Many of these activities can be adapted and used with any music, but examples for specific songs are also given. The activities are organized into categories in which they best fit. However, many activities use skills associated with more than one area of learning.
Listen and Share
One of the easiest ways to learn from music is to listen to it! This requires no more than pushing the play button on the tape machine or CD player. Enhance those listening experiences by talking about the songs. You do not need to know anything about music to talk about it. Start by talking about what you hear. Is the song fast or slow? Loud or soft? Happy or sad? Click here for suggestions of classical music to use for these activities!
The Wheels on our car go round and round... all the way to the store OR The Wheels on your bike go round and round... all the way to school.
Change the words to "When You're Happy and You Know It" to work on movement and motor skills:
When you're happy and you know it wiggle your thumbs.
To talk about different emotions:
When you're angry and you know it stomp your feet.
Try using the tune of a song that you already know, such as "Old MacDonald Had a Farm," and make up your own words. Keep songs repetitive and simple so that children can learn and remember them easily.
Dance and Move
Make listening and singing experiences more interactive by adding movement and dance. This is a great way to involve children in music activities before they have developed language.
Add hand and finger motions to any children's songs! Roll your arms for "The Wheels on the Bus" or pretend to honk a horn when the bus, "goes beep-beep-beep." Wiggle each finger when singing "Where is Thumbkin?" and clap, stomp, and cheer along to "When You're Happy and You Know It."
Allow children to move around and dance when listening to music. Watch how their movements change depending on the feel of each song.
Play the "freeze" game! Turn on any kind of music and dance. Have someone designated to pause and restart the music. Each time the music stops, everybody freeze! Start dancing again when the music begins to play.
Help children color pictures or draw their own pictures to go along with their favorite songs.
Allow children a chance to express themselves through art and music by providing a blank piece of paper and coloring material when listening to songs. Encourage them to draw pictures or make music maps (continual lines or scribbles).
After completing the coloring page for "I'm a Little Teapot," change the words of the song to match your child's picture: "I'm a little teapot red and green," OR "I'm a little teapot with polka-dots."
Talk about songs and discuss what they are about. Ask children questions about the songs to help develop story-telling and memory skills.
Enhance any music and movement experience with homemade instruments! Use kitchen items, such as wooden spoons and pots and pans to create a band or save recycled items (plastic bottles, oatmeal containers) and make shakers, drums, and more!
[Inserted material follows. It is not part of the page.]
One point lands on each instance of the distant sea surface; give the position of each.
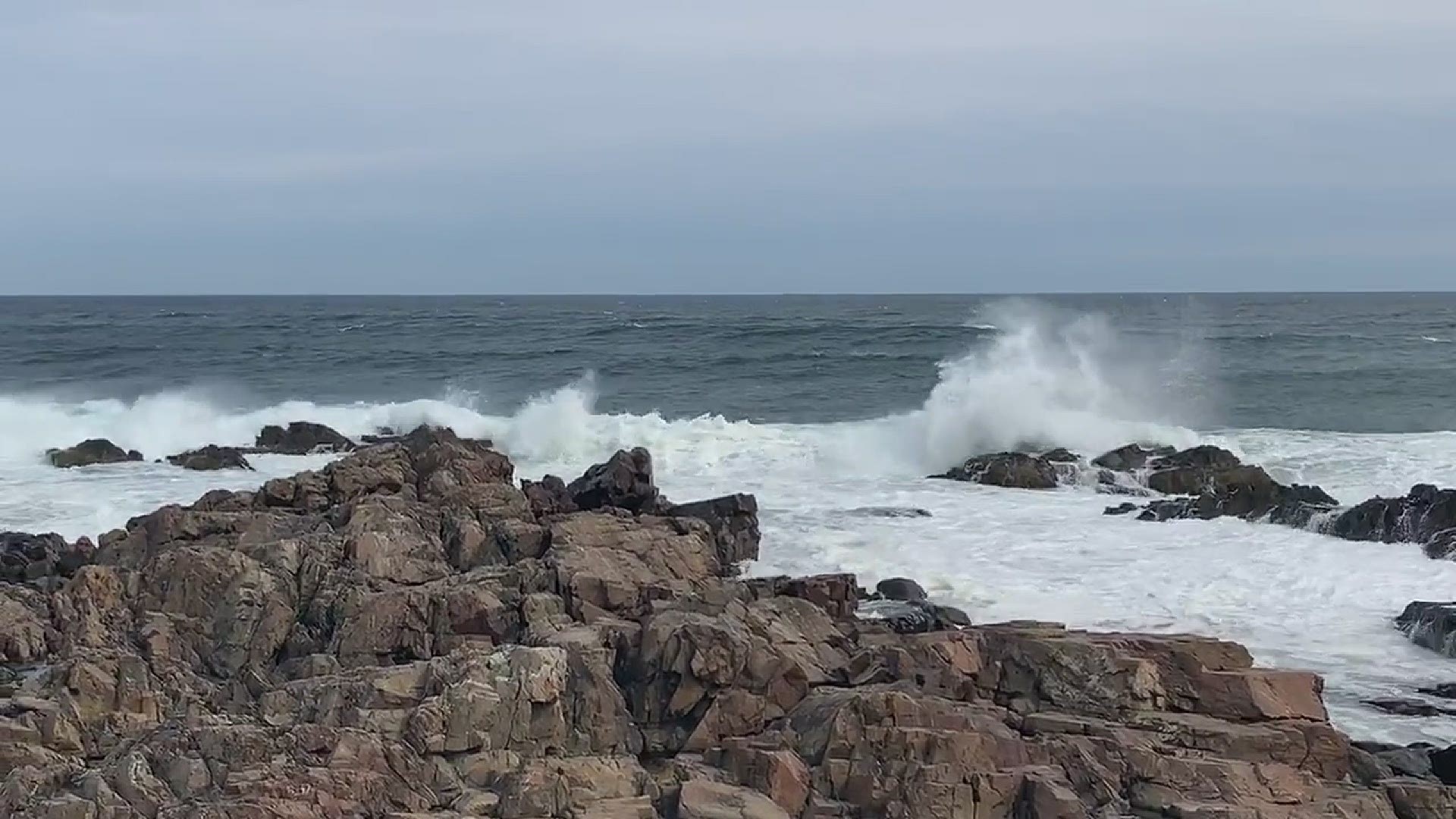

Help your child make books and pictures to go along with your favorite songs. For children who are not yet reading, make a book of song cards. Use a picture to represent each of their favorite songs, for example, use a picture of a star to represent "Twinkle, Twinkle Little Star." Your child will learn that the picture represents a song, as letters on a page represent words.
Using Story Songs
Find books of fairy tales at your local library. Read the stories and listen to Fairy Tale Favorites. Discuss differences between each book and song.
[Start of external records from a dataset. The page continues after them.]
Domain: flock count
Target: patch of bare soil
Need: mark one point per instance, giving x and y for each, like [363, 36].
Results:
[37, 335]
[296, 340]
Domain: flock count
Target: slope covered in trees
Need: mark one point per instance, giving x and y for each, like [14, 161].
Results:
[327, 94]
Make your own books to go along with the songs by drawing pictures or printing the coloring pages from this website.
Add sound effects to your favorite books with homemade musical instruments or items from the kitchen. Tap wooden spoons together to represent the "trip-trap" of "The Three Billy Goats Gruff."
Create a flannel board story by cutting out the shapes of characters and items from the story or song. Use the flannel pieces to retell the story or act out a song.